Key Takeaways
- "Enshittification" describes how tech platforms intentionally degrade user experience for profit, a business strategy.
- Google Search exemplifies enshittification, deliberately worsening results with more ads after achieving dominant market share.
- Legal and technological changes now prevent users from migrating data, strengthening platform monopolies.
- Global antitrust actions and regulations, particularly in the EU, are pushing back against concentrated tech power.
- Addressing a fundamental lack of privacy through updated laws could counteract "enshittification" and solve broader societal issues.
Deep Dive
- David Remnick introduced "enshittification," a term coined by tech writer Cory Doctorow to describe online platforms deteriorating for users.
- New Yorker columnist Kyle Chayka reviewed Doctorow's book, noting the term's clear relevance to current circumstances.
- Doctorow explained the term helps people identify widespread but previously hard-to-pinpoint issues with online services getting worse.
- Google's degraded search quality is a deliberate choice, not a technical limitation, made after reaching 90% search market share.
- Internal memos revealed a Google executive suggested making search results worse to drive more searches and increase ad revenue.
- Users are seeking alternatives, including the $10/month search engine Kaggy, which re-organizes Google's results.
- Doctorow defines "enshittification" as a three-stage process: attract users, exploit them for business customers, then exploit both for shareholders.
- Legal and technological changes, specifically mentioning the Digital Millennium Copyright Act, now prevent users from migrating data or services to new platforms.
- This contrasts with past platform competition, such as Facebook's early strategy of offering a scraper to migrate users from MySpace.
- Such data migration tactics are now blocked by current laws and technological restrictions.
- Cory Doctorow's book "Enshittification" is not entirely pessimistic, arguing that strategies exist to counteract the degradation of tech platforms.
- Antitrust actions against Google began under President Trump and are part of a broad political trend occurring globally.
- Similar actions against concentrated power are underway in Canada, the EU, Australia, South Korea, Japan, and China.
- EU regulations, such as the Digital Markets Act, mandate interoperability and have influenced global tech practices, like Apple's adoption of USB-C chargers.
- The discussion questions generative AI's current stage of 'enshittification,' arguing AI may improve workers' jobs rather than widely replace them.
- Cory Doctorow distinguishes "enshittification" from AI, explaining that AI's current business model involves increased, opaque queries that could lead to future price gouging.
- OpenAI's advertising-friendly products and the broader internet's reliance on surveillance advertising are discussed as extensions of the "enshittification" model.

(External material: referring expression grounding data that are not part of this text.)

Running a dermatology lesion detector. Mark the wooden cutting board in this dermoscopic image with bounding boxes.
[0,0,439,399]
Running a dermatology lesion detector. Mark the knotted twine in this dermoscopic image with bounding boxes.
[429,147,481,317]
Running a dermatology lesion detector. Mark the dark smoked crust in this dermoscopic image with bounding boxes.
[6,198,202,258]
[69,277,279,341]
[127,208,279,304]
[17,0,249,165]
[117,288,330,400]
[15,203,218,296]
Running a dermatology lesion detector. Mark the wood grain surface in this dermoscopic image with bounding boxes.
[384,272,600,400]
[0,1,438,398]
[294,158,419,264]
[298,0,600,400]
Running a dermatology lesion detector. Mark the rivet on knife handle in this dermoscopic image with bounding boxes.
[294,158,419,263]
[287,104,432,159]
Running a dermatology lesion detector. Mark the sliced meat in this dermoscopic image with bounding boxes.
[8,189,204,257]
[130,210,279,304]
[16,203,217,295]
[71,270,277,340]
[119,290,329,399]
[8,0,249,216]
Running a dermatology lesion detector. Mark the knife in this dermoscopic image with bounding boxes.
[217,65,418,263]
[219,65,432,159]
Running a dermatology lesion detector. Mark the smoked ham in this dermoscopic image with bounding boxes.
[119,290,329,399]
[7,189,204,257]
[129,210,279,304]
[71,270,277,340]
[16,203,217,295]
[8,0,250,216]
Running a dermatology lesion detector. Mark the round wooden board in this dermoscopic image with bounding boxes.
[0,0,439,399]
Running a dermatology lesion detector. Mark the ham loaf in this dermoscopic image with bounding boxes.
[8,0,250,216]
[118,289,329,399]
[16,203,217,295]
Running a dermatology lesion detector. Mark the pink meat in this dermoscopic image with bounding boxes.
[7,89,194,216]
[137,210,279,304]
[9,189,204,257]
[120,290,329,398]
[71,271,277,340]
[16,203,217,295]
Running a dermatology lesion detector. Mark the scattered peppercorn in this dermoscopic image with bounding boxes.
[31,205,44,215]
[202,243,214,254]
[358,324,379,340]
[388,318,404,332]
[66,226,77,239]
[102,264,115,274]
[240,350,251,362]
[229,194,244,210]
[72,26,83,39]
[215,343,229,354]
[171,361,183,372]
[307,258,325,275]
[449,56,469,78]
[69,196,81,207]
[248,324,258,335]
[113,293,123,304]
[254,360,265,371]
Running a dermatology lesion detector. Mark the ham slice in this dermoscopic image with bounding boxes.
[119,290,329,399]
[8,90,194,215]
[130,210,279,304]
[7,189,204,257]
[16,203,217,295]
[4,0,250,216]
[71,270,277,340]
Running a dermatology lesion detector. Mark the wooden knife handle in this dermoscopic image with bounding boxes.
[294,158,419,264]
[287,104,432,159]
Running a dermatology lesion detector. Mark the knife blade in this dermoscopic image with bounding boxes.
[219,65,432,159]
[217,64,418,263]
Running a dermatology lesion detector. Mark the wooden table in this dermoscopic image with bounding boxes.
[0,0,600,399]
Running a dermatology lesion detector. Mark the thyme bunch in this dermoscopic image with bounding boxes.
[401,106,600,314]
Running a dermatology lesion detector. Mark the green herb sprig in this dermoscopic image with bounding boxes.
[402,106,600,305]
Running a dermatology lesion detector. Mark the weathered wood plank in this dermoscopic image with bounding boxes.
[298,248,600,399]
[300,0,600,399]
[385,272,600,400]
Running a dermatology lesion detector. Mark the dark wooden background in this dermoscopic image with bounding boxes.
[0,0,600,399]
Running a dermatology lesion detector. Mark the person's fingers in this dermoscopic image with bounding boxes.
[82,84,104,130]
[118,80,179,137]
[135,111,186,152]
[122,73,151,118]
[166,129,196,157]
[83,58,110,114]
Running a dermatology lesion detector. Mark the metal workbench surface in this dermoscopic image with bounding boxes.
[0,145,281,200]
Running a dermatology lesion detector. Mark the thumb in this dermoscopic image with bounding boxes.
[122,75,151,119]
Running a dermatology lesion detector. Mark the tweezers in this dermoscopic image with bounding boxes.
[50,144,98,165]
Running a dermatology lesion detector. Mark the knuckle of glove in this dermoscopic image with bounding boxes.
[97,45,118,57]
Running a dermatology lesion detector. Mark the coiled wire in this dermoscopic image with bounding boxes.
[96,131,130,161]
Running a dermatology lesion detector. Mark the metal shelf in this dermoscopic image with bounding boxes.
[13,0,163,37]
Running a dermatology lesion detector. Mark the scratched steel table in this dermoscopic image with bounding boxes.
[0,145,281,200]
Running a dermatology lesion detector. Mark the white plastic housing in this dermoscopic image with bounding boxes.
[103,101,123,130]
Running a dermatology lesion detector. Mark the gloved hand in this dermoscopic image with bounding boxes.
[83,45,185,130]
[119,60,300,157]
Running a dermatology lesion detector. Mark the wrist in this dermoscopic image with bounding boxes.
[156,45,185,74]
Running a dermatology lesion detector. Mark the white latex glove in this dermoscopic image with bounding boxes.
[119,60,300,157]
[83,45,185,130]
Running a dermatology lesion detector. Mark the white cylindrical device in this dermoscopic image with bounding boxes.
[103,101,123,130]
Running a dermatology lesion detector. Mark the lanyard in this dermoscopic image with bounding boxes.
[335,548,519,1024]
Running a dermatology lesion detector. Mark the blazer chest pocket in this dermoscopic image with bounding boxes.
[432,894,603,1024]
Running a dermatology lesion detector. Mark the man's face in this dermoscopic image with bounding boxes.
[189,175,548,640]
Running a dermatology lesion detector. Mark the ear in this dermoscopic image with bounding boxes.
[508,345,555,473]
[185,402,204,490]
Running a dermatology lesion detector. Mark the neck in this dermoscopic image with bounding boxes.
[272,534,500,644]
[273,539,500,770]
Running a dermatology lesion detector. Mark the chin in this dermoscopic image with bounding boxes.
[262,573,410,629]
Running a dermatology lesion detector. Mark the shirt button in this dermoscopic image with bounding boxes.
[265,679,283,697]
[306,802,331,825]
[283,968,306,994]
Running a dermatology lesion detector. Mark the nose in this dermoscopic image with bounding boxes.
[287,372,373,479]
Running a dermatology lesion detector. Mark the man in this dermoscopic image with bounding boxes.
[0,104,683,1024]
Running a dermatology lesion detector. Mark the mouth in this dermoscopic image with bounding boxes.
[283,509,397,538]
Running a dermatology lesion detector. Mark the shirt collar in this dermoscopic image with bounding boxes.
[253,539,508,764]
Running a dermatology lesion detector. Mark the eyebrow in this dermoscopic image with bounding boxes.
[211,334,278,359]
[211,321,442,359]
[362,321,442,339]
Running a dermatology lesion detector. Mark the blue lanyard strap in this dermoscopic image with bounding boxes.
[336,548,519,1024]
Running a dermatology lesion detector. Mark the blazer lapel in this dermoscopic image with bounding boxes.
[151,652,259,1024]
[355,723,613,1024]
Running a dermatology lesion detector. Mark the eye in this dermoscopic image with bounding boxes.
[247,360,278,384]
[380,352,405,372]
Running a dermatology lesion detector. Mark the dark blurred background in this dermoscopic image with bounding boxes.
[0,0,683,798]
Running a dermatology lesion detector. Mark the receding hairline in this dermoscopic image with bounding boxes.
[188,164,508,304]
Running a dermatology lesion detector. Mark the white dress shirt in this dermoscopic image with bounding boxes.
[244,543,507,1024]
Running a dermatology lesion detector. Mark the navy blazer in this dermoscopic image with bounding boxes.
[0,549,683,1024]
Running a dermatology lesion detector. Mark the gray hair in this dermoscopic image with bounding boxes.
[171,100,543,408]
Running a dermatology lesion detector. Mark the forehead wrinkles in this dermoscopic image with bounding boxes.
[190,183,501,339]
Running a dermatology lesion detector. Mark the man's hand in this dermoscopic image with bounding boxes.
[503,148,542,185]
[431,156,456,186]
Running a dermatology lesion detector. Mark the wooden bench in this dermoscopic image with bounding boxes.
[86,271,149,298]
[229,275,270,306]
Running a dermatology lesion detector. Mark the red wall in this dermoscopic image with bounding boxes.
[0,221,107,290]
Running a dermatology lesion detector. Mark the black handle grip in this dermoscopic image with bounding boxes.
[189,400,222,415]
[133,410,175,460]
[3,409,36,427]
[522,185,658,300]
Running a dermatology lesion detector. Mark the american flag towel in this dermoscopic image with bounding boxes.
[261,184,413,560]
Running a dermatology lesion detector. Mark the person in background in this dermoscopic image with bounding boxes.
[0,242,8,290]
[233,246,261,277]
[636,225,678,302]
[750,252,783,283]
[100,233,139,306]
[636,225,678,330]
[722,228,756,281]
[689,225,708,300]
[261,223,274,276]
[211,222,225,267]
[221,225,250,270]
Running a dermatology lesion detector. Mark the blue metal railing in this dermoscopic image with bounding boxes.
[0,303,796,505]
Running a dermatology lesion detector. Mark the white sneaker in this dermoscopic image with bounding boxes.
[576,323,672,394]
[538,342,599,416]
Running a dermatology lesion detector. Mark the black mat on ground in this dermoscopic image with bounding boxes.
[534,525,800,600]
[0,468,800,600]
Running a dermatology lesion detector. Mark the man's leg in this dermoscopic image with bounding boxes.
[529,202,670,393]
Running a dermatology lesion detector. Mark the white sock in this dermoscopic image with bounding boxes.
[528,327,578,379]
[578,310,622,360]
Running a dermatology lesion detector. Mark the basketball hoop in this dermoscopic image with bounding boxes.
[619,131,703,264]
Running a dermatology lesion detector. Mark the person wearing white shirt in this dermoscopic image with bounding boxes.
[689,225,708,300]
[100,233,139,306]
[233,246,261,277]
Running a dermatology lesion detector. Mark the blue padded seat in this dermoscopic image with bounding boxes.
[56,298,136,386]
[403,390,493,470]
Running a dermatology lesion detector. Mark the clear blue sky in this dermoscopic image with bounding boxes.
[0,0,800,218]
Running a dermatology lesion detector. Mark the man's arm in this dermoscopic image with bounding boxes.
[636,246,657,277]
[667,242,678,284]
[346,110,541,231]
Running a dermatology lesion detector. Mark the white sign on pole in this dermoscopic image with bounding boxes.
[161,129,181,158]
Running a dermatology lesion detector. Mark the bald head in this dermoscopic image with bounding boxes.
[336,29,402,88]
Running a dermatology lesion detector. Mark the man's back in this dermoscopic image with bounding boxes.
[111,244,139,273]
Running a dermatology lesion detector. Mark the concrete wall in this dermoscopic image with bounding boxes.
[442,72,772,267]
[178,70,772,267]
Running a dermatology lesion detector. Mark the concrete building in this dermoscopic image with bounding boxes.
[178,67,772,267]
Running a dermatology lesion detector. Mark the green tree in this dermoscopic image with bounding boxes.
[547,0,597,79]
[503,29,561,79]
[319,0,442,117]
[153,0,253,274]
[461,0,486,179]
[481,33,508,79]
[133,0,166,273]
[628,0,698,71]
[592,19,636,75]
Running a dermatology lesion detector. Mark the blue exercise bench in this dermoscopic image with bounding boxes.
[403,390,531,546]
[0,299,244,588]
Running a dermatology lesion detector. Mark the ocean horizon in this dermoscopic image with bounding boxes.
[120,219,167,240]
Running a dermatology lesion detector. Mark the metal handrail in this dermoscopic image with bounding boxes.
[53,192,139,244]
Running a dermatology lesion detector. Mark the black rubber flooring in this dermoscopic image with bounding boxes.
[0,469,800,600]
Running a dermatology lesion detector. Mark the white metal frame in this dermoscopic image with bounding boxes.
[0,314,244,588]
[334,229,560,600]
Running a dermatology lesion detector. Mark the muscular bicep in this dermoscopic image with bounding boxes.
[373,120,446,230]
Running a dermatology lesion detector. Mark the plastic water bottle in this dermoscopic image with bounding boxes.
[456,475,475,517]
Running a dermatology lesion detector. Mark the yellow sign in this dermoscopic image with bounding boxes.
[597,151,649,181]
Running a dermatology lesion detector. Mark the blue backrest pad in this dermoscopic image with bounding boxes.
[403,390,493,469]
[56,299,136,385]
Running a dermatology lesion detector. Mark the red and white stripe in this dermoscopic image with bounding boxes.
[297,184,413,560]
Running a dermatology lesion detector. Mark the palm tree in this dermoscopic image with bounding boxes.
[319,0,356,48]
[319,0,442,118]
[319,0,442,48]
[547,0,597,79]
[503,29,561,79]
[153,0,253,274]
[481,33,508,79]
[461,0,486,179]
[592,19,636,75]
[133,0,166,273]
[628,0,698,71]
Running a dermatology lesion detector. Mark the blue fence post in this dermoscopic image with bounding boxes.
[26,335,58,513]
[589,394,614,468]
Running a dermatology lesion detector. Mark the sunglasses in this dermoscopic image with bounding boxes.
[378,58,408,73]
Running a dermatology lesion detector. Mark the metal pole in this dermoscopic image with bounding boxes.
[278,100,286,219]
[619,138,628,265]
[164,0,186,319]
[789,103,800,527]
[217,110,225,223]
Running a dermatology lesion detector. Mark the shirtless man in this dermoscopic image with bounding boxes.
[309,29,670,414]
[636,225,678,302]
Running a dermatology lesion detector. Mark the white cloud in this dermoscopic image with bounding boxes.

- Doctorow argues the policy environment enables "enshittification," which fosters negative impulses, and calls for updating privacy laws to create a hostile environment for this trend.
- User-driven privacy measures, like ad blockers, historically pressured advertisers to reduce privacy invasions, suggesting a shift back to contextual advertising could be effective.
- The "Privacy First" campaign connects a fundamental lack of privacy to societal issues like political polarization, health concerns, and police misconduct.
- Doctorow suggests that making surveillance illegal could solve many problems across various sectors.